Yes, there has been a couple of days gap between this and the last post on PRI 2018. Let’s just blame it on the weather and flight delays, shall we?
Some of the categories of displays are telling in terms of the industry focus these days. Dynamometers, and in particular, chassis dynos have been in the tuning world for quite some time. They are essential parts of the modern tuning process which includes ECU mapping and fuel injection technology.
There were quite a few dyno displays at PRI including some well known names as well as some newer ones:
There were several companies that focus on ECU tuning such as ECU Tek.
Today’s cars have thirty to forty computers, or more determining how to manage all the systems that contribute to our driving experience and key to all this are the multiple sensors that provide the information that feed the decisions programmed into these computers.
Fuel injection is a huge part of being able to extract maximum horsepower and still maintain drivability be it a street car or a track car.
Holley, once known for its carburetors, has their focus on fuel injection and ECU tuning.
Fuel injector technology has gone from batch-fired to controlled pulse rail mounted injectors to direct injection. Keeping these various types of injectors doing their job properly is not easy.
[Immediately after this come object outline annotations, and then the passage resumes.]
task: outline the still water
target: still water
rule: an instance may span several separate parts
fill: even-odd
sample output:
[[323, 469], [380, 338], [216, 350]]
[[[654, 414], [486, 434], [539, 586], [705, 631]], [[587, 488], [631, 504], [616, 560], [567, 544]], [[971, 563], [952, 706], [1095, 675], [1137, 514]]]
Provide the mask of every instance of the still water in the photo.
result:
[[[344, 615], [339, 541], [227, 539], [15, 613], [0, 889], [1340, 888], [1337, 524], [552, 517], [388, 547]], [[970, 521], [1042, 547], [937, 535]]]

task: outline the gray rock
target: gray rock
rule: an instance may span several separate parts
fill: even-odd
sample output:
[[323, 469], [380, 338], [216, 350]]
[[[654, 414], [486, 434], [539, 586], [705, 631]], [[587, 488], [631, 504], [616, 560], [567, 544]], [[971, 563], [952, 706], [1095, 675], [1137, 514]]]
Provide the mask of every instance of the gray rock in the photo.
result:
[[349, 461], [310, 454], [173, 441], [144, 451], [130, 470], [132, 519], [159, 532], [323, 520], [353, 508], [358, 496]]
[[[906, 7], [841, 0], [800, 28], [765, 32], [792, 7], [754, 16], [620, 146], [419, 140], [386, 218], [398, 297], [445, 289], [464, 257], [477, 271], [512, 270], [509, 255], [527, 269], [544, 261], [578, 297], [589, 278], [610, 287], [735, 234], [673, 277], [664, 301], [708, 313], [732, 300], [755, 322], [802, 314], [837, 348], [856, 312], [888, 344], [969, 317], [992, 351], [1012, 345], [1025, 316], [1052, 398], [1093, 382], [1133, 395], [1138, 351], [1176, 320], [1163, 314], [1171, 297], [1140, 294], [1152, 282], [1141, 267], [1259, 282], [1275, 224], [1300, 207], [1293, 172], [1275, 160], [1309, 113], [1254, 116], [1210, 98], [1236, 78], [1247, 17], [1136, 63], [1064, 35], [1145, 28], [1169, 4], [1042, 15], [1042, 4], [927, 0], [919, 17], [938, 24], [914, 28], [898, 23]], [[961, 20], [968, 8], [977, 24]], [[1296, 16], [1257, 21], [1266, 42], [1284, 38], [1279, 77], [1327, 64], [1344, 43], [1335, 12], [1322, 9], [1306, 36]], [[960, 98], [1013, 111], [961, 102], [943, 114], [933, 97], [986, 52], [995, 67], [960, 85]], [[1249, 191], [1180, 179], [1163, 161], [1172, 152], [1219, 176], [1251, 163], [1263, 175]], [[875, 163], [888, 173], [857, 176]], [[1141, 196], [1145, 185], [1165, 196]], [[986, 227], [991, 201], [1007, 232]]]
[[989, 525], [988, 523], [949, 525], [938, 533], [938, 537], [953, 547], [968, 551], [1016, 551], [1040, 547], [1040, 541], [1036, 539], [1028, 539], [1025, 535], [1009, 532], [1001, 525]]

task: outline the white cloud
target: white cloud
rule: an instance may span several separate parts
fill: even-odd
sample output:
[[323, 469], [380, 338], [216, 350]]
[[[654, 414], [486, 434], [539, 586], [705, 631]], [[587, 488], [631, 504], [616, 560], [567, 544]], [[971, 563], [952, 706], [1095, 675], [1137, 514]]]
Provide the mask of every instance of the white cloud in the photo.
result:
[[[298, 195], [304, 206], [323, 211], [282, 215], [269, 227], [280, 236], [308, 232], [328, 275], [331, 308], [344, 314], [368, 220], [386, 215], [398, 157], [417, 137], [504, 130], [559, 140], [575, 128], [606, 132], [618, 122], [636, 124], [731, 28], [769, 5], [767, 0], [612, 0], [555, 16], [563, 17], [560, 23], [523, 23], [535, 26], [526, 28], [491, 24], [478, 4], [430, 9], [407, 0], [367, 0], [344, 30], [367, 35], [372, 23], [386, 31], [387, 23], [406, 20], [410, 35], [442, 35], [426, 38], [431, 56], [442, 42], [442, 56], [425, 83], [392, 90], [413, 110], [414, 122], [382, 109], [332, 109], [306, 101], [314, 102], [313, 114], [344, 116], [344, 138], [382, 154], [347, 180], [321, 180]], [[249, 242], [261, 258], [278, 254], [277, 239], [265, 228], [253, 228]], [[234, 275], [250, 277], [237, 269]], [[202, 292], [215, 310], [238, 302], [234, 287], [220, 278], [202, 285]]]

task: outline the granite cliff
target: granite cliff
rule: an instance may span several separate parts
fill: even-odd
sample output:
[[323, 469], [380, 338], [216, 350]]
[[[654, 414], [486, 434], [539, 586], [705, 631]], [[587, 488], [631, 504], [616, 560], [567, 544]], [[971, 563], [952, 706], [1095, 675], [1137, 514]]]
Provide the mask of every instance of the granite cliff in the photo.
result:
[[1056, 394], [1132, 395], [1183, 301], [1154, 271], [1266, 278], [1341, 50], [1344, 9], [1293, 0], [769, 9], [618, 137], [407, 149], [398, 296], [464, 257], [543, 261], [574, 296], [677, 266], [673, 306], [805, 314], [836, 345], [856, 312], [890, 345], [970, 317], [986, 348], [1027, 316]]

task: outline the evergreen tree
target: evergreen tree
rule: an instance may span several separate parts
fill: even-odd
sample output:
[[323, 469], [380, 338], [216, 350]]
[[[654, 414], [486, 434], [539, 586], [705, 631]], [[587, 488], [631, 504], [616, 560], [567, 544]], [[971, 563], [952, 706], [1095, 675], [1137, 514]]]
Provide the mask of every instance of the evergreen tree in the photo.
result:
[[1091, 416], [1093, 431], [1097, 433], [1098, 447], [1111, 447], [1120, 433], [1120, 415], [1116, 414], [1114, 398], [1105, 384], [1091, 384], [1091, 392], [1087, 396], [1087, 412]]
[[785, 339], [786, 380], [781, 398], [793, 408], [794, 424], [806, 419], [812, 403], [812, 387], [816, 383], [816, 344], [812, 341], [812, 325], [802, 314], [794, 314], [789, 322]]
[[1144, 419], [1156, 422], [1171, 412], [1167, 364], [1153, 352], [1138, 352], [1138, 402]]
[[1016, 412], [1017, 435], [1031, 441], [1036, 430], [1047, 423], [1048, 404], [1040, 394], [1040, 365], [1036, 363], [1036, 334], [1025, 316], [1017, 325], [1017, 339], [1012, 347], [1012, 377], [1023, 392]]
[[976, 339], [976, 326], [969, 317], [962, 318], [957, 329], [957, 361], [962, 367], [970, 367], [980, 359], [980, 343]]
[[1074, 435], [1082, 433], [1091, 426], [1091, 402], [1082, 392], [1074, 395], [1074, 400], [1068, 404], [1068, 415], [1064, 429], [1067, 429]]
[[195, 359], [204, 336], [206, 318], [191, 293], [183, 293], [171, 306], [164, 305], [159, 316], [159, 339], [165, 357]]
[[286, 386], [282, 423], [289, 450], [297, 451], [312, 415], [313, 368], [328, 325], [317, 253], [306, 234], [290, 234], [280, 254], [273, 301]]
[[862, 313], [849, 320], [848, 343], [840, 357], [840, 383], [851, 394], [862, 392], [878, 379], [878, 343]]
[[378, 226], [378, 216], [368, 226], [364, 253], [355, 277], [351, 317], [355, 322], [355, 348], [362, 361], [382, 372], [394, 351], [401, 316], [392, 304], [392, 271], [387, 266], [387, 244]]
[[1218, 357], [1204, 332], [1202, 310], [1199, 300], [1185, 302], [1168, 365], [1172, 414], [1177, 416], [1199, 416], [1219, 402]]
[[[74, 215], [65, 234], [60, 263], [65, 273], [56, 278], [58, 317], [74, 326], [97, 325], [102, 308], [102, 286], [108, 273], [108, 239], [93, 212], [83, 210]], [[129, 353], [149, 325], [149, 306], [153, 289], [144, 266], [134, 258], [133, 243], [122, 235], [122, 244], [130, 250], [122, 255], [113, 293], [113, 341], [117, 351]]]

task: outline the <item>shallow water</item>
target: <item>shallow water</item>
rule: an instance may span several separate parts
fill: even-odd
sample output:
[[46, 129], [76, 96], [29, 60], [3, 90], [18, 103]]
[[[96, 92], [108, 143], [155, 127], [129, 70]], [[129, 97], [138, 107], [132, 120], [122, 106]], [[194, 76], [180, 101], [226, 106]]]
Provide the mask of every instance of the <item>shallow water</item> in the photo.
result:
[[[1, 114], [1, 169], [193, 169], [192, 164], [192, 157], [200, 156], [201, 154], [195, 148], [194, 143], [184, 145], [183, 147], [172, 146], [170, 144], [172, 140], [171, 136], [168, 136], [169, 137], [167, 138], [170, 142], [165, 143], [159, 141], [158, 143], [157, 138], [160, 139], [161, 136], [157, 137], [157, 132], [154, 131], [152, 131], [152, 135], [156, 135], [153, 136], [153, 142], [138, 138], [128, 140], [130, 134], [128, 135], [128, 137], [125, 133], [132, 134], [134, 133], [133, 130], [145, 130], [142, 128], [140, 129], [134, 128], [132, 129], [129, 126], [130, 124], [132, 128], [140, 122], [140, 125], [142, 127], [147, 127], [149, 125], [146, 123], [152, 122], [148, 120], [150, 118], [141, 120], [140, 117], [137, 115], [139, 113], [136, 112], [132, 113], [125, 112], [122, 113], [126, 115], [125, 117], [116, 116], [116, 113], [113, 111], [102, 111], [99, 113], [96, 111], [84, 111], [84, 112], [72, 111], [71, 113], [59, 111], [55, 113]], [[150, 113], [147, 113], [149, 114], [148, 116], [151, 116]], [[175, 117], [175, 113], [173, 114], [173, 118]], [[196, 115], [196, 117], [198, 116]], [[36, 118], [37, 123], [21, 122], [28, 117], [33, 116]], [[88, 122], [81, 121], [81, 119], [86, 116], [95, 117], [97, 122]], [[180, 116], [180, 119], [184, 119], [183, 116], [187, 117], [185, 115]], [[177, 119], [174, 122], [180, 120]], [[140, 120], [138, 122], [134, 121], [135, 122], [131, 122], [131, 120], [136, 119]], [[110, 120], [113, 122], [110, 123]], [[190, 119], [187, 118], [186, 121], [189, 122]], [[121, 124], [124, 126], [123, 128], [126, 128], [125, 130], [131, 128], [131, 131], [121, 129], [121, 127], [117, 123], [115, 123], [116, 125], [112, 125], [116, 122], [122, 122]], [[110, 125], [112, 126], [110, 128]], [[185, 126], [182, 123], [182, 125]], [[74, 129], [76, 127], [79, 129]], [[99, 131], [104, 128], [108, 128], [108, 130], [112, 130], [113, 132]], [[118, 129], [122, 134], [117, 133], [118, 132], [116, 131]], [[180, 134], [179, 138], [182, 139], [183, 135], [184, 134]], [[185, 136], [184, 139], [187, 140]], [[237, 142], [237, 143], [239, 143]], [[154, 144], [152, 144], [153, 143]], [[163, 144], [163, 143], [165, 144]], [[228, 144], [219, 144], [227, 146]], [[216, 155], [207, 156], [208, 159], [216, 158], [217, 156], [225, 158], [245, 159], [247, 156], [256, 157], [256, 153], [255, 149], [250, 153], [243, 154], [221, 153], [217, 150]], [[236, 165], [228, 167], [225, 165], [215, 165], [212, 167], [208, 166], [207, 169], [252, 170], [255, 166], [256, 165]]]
For spec racers these tools will allow them to find the best flowing fuel injectors out of a batch of stock parts and allow them to check on their health as the season progresses. For street car owners using the new direct injection technology it is cost-critical to be able to determine which of their injectors might be failing as they can cost well over $1000 each, and it is a budget blower to replace 8-12 at a time.
Direct injection allows for precise fuel monitoring that results in maximum power and economy, but it comes at a price. They operate at thousands of pounds of pressure and a faulty injector can wash a cylinder of oil, resulting in ring and cylinder damage. Not to mention dilution of the crankcase oil. The same oil that is used to lubricate the mechanical booster fuel pump.
3D printing, also called additive manufacturing is maturing into a technology that will eventually surpass casting, welding, and machining as the primary method of creating automotive parts and systems. There were several examples of this technology at PRI this year.
Much of the caliper assembly above was printed.
The header above was a combination of printing, welding, and machining.
The above part was printed.
TRUMPF, a German company, had a live display of its laser 3D manufacturing technology.
Layer, by layer, this machine fused powdered metal into a 3D part.
Perhaps some day you will go to your parts supplier and have them print out your replacement parts.
There were some interesting displays of technology that we already know and love. What’s not to love about a turbo?
Can you ever have enough on your engine?
Can they ever be large enough?
Or powerful enough?
How about keeping the exhaust on a turbocharged engine from coming loose?
Stage 8 has a solution for turbo applications as well as exhaust headers.
Speaking of exhaust, now that you need a large diameter exhaust to get the flow you need for that turbo, how do you manage to have enough clearance?
This oval tubing could be your solution providing large flow area with plenty of clearance.
With all that power will the demand on your brakes mean that you are overheating them?
Above is an example of a coolant-cooled brake caliper.
Let’s not forget the suspension required to get all that power to the tires and provide the best grip possible.
This year’s PRI was a treat to attend. If you are part of a race team or support shop you owe it to yourself to spend a few days at next year’s event. Nowhere else can you see so much relevant products and displays in one place. I know that I’ll be in Indianapolis next year!